The invention relates to an opposing pin mill, in particular for the milling of food, according to the preamble of the main claim. Pin mills are used for grinding various bulk goods. In this case, a material to be mowed is usually introduced close to the axis into a grinding space between two coaxially arranged grinding disks. The grinding discs have mutually arranged in concentric circles grinding pins. The supplied millbase is transported by the rotation of the grinding disc to the outside and thereby crushed by passing past each other grinding pins of the grinding discs until the desired particle size is reached. The use of two instead of one driven grinding disc with counter-rotating pin mills doubles the relative speed of the counter-rotating pins, thereby achieving better grinding. Opposite pin mills are often used to grind food. When processing food, there are strict legal (hygienic) requirements. So it is necessary to clean the grinding chamber of the pin mills regularly and usually manually and without the use of harmful agents. In this case, it is not possible due to the large diameter of the intermeshing grinding discs and the tightly rotating grinding pins to open the grinding housing by a simple pivoting mechanism in which a grinding disc is attached to a housing part. The grinding pins would touch and bend.

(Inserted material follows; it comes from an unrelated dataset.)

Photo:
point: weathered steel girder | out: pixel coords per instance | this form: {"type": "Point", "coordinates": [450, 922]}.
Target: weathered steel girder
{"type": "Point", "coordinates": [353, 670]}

In WO 93 04 780 AI a plant for grinding cereals is disclosed which a pin mill with two counter-rotating Has grinding discs. An opening of the housing for cleaning purposes does not seem to be provided.

In DE 28 28 029 AI a plant for grinding hops is disclosed, which also has a counter-rotating pin mill. This pin mill has a one-sided axial Mahlgutzuführung and a perpendicular to the grinding axis in the cooking plane two-part housing. The exact opening mechanism is not disclosed. Finally, WO 2013 085 478 A1 discloses a grinding device with two coaxially arranged hollow grinding shafts, through which organic material pourable into the grinding chamber is fed, wherein grinding disks parallel to one another are arranged at the inner ends of the grinding shafts with grinding elements arranged on concentric circular paths. Especially with counter-rotating pin mills with axial feed on both sides, it is very difficult to access the grinding chamber for cleaning or maintenance, without having to carry out before and after major dismantling and upgrading. The Mahlgutzuführvorrichtungen and the drives must be laboriously separated from the housing parts. In the prior art, no satisfactory solution is disclosed.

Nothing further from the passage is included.